Discovery of North-West Passage Act 1744
- Parliament of Great Britain
- Long title: An Act for giving a public Reward to such Person or Persons, His Majesty's Subject or Subjects, as shall discover a North-west Passage, through Hudson's Streights, to the Western and Southern Ocean of America.
- Citation: 18 Geo. 2. c. 17
- Territorial extent: Great Britain

Dates
- Royal assent: 2 May 1745
- Commencement: 27 November 1744
- Repealed: 8 May 1818

Other legislation
- Repealed by: Discovery of Longitude at Sea, etc. Act 1818
- Relates to: Discovery of Northern Passage Act 1776

Status: Repealed

Text of statute as originally enacted

= Discovery of North-West Passage Act 1744 =

Act of the Parliament of Great Britain

The Discovery of North-West Passage Act 1744 (18 Geo. 2. c. 17) was an act of the Parliament of Great Britain passed in 1745 and repealed in 1818. It offered a public reward for the successful discovery of a Northwest Passage from the Atlantic to the Pacific.

The preamble to the act stated the expected economic benefits of the discovery of the passage, and that it would be "a great encouragement to adventurers" to offer a prize.

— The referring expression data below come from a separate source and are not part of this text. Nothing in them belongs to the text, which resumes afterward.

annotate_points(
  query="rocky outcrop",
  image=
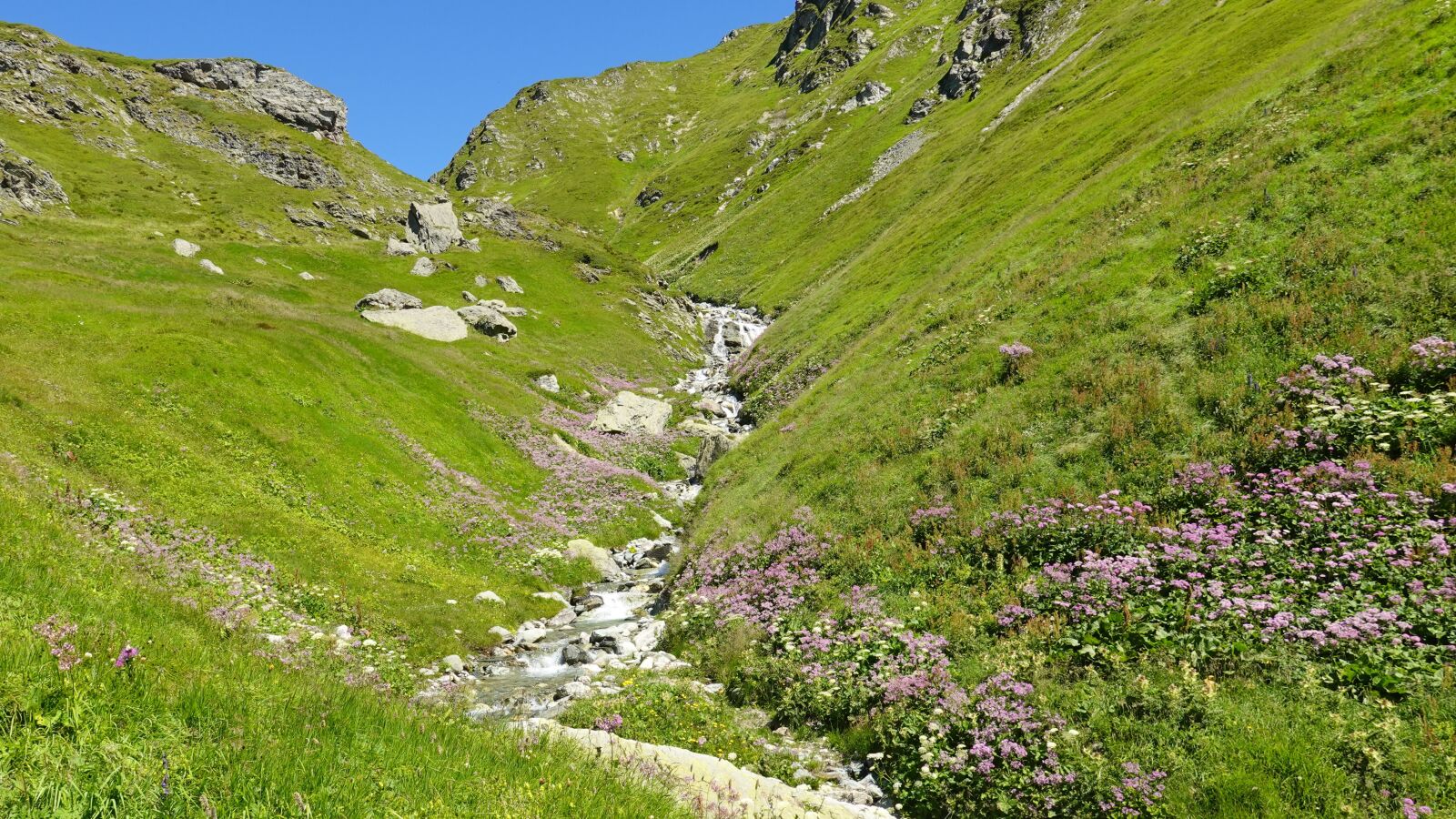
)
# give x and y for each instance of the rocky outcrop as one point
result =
(599, 559)
(812, 24)
(897, 155)
(389, 299)
(271, 91)
(26, 184)
(983, 43)
(633, 414)
(433, 228)
(397, 248)
(488, 318)
(873, 94)
(436, 324)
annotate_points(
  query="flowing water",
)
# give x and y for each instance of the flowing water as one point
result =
(611, 625)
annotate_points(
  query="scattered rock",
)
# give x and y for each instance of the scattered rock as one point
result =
(433, 228)
(397, 248)
(488, 319)
(922, 108)
(271, 91)
(389, 299)
(436, 324)
(306, 217)
(599, 557)
(873, 94)
(630, 413)
(26, 184)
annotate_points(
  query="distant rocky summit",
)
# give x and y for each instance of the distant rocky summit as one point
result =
(271, 91)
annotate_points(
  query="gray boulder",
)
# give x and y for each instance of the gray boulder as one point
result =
(433, 228)
(26, 184)
(436, 324)
(488, 319)
(633, 414)
(389, 299)
(599, 559)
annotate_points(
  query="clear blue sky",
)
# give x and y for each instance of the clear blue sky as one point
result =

The allocated sum was £20,000, to be paid to the owners of the first ships to successfully make such a passage.

The act established a group of commissioners to determine the validity of any claims, and restricted the scope of the act to only apply to British subjects. It further required all British subjects to provide help and assistance to the explorers when required.

== Subsequent developments ==
The whole act was repealed by section 9 of the Discovery of Longitude at Sea, etc. Act 1818 (58 Geo. 3. c. 20).